The potential role of AI in systematic follow-up recommendation tracking and outcome assessment.
Authors
Affiliations (4)
Affiliations (4)
- Vice Chair of Innovation, Department of Imaging Sciences, University of Rochester Medical Center, 601 Elmwood Ave, Rochester, NY 14642. Electronic address: [email protected].
- Medical Director of Enterprise IT/Informatics, Department of Radiology, Massachusetts General Hospital, Harvard Medical School, Boston, MA.
- Department of Radiology, Massachusetts General Hospital, Harvard Medical School, Boston, MA.

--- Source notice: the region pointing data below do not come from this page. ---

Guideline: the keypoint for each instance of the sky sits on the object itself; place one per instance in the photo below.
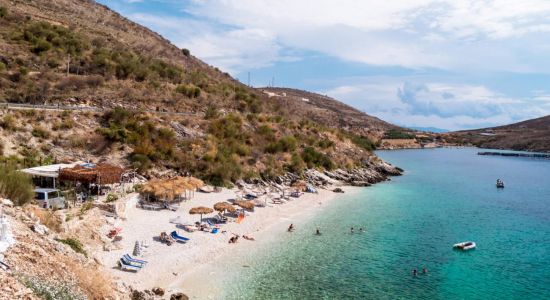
(451, 64)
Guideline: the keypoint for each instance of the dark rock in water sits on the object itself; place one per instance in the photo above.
(138, 295)
(179, 296)
(158, 291)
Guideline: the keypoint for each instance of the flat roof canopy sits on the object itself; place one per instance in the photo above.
(48, 171)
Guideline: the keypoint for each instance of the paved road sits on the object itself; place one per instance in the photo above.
(82, 108)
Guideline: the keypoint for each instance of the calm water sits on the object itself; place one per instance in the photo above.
(446, 196)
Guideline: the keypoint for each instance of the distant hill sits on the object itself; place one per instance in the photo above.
(428, 129)
(328, 111)
(530, 135)
(75, 53)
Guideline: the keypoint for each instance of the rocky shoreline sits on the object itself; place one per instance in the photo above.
(372, 172)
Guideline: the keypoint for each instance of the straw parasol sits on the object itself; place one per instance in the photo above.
(245, 204)
(200, 211)
(224, 206)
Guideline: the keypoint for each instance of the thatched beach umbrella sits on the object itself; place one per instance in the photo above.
(197, 183)
(200, 211)
(245, 204)
(224, 206)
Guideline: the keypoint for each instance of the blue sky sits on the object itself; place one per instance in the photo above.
(442, 63)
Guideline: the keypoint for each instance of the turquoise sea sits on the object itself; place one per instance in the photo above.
(446, 196)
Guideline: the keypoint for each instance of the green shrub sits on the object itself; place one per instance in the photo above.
(190, 91)
(39, 132)
(111, 198)
(8, 122)
(75, 244)
(313, 158)
(15, 185)
(211, 113)
(285, 144)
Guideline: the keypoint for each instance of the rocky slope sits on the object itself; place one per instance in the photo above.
(78, 53)
(530, 135)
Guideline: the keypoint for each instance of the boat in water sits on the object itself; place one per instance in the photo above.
(465, 246)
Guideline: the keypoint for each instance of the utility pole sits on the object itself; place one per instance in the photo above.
(68, 64)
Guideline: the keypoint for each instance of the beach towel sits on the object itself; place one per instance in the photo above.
(240, 218)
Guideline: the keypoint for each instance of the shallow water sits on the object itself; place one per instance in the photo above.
(446, 196)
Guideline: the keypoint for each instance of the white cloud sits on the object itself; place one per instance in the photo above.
(450, 106)
(445, 34)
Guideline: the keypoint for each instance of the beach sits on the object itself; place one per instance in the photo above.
(175, 268)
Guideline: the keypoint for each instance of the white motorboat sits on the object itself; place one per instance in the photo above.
(465, 246)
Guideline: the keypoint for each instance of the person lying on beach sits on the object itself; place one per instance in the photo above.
(246, 237)
(291, 228)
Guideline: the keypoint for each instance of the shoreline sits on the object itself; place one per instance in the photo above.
(176, 267)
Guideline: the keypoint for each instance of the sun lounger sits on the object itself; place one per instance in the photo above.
(172, 207)
(178, 237)
(127, 267)
(134, 261)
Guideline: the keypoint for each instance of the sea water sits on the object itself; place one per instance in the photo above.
(411, 222)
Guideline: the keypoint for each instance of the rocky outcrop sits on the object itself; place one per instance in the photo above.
(372, 172)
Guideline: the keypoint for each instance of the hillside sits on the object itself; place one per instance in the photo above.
(530, 135)
(326, 110)
(79, 53)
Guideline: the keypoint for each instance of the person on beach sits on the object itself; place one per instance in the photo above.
(291, 228)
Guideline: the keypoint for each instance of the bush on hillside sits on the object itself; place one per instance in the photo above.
(15, 185)
(315, 159)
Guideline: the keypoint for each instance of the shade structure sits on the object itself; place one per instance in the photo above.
(200, 211)
(224, 206)
(168, 189)
(102, 173)
(299, 185)
(245, 204)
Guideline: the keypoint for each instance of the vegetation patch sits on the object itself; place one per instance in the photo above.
(14, 185)
(75, 244)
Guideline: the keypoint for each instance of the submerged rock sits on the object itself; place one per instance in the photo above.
(179, 296)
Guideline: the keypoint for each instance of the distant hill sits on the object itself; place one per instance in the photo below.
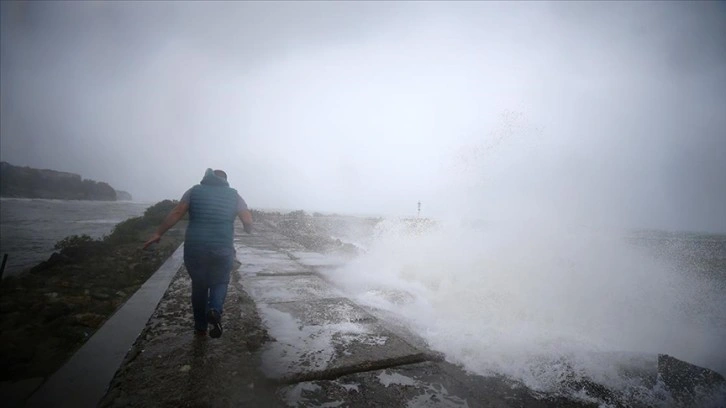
(27, 182)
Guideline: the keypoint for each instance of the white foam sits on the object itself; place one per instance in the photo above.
(537, 304)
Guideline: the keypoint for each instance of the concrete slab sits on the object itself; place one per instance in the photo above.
(83, 380)
(315, 259)
(426, 384)
(274, 289)
(325, 338)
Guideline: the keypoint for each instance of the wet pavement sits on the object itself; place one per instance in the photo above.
(292, 339)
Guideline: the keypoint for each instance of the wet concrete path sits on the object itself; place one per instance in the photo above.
(291, 339)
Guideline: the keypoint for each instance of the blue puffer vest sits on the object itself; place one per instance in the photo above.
(212, 210)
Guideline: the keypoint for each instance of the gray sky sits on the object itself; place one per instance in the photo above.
(612, 113)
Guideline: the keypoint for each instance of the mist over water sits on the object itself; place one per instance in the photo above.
(533, 274)
(536, 304)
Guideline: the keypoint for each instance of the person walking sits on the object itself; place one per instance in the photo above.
(208, 244)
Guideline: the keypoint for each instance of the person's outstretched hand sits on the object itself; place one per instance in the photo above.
(153, 240)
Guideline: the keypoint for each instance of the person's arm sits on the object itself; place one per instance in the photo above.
(244, 214)
(246, 217)
(174, 216)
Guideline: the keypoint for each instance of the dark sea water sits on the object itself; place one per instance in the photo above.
(29, 228)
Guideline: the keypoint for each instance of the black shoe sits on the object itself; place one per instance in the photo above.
(215, 320)
(200, 333)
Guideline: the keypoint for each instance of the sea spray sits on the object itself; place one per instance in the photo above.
(547, 304)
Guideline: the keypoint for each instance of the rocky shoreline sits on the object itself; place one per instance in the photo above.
(28, 182)
(49, 311)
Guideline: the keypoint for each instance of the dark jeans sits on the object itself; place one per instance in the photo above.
(209, 267)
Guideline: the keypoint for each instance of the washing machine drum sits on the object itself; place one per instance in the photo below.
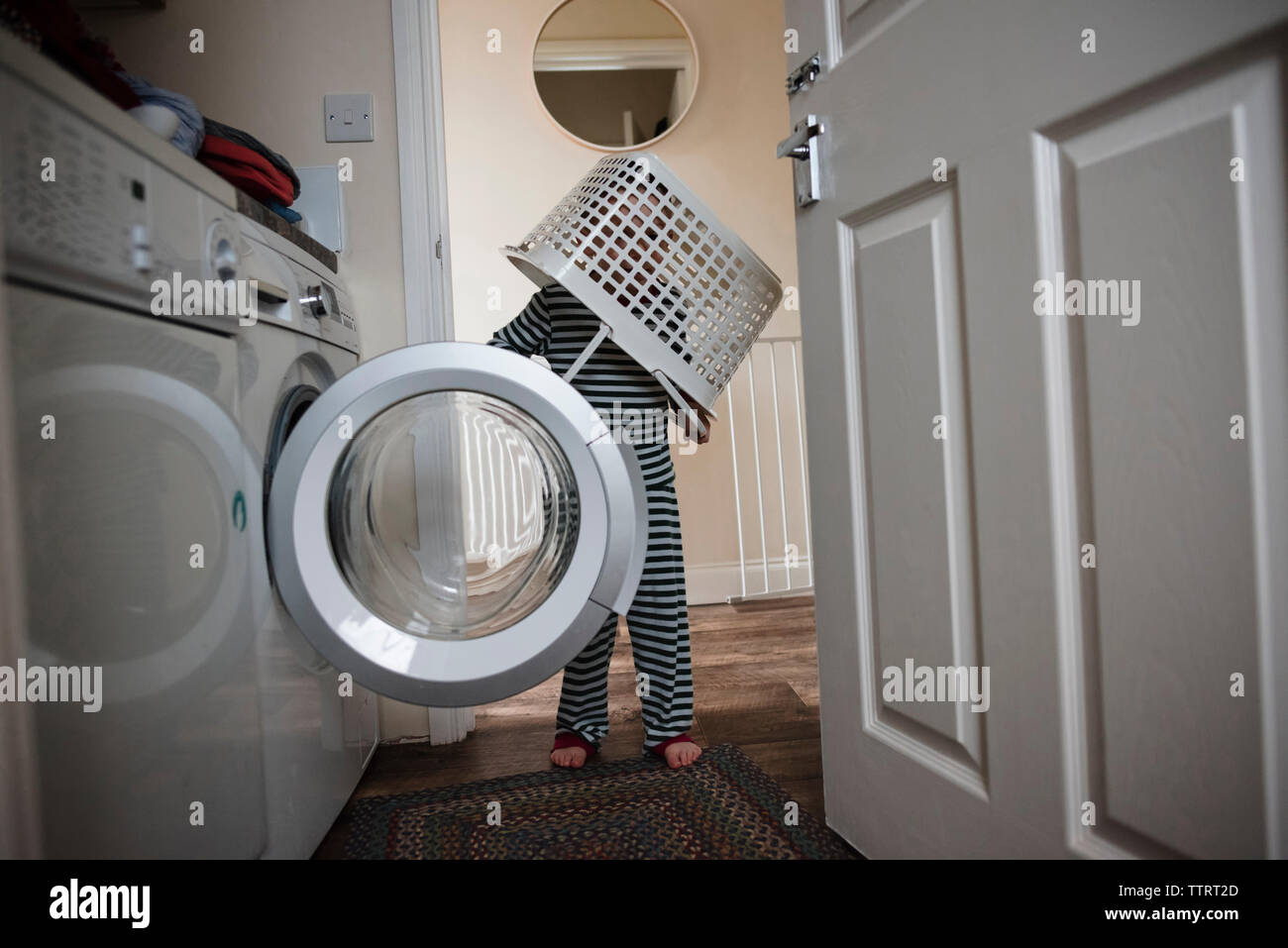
(451, 523)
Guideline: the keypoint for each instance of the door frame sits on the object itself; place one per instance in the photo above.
(421, 170)
(423, 194)
(20, 802)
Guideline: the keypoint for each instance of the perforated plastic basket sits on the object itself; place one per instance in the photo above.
(678, 290)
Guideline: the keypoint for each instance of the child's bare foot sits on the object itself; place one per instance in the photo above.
(571, 750)
(568, 756)
(682, 754)
(678, 751)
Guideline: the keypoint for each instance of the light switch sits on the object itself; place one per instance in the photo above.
(349, 117)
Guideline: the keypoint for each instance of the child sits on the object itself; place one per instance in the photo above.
(557, 326)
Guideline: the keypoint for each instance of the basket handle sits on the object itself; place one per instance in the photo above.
(682, 402)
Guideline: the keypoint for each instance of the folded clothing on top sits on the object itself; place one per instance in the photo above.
(244, 138)
(191, 130)
(246, 168)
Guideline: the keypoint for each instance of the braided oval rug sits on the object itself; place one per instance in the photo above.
(722, 806)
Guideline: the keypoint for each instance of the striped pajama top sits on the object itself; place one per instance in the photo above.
(558, 326)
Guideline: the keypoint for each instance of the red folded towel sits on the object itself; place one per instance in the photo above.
(246, 168)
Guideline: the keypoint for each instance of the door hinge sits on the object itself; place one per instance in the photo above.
(803, 147)
(804, 75)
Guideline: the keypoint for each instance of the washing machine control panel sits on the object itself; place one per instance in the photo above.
(300, 299)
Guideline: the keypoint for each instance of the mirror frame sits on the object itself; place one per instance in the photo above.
(648, 143)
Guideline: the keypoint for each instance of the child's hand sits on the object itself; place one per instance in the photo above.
(704, 434)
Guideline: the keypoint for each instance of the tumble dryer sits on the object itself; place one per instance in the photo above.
(241, 526)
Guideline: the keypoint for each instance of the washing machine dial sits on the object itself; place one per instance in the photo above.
(317, 300)
(222, 254)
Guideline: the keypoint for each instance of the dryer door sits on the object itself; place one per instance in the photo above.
(451, 523)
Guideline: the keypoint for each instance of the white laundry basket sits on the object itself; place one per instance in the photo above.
(675, 288)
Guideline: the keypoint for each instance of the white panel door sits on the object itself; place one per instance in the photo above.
(1090, 502)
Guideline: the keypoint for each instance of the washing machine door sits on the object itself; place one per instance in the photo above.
(451, 523)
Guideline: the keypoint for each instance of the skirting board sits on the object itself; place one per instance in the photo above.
(715, 582)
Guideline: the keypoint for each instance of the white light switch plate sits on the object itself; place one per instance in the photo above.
(349, 117)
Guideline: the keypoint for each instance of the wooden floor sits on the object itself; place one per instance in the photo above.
(755, 682)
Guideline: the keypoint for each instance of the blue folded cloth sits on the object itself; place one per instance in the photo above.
(192, 127)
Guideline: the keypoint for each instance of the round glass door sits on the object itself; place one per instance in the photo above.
(451, 523)
(454, 514)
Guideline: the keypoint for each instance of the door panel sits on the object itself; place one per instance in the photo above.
(1109, 683)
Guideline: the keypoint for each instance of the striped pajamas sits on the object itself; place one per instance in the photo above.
(558, 327)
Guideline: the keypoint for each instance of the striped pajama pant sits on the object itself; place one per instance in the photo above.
(557, 326)
(658, 625)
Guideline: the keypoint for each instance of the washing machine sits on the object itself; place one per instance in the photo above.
(248, 531)
(446, 524)
(136, 481)
(320, 728)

- Vice Chair of Informatics, Department of Radiology, Columbia University Irving Medical Center, Vagelos College of Physicians and Surgeons, New York, NY.
Abstract
Actionable findings requiring follow-up with additional imaging or other diagnostic procedures are frequently reported for a wide variety of radiology exams. Completion of recommended follow-up can lead to new diagnoses including cancer. However, recommended follow-up completion is inconsistent, particularly when follow-up is for findings unrelated to the initial reason for the exam. Follow-up recommendation tracking systems, using a combination of information technology tools and human navigators, can facilitate completion of recommended follow-up, but often require significant effort for manual chart review and direct communication with providers and patients. Artificial intelligence (AI), including large language models (LLMs) able to process vast and diverse unstructured text data, offer the opportunity to improve efficiency with data extraction and aggregation tasks, like those required for follow-up recommendation management. In this review article, we will review the key components of follow-up recommendation management systems: (1) identification of follow-up recommendations within radiology reports, (2) communication of these recommendations, (3) tracking of follow-up recommendations to completion, and (4) outcomes tracking. For each component, we will explore how AI can improve efficiency and expand capabilities of robust management systems that ensure the loop is closed for follow-up recommendations.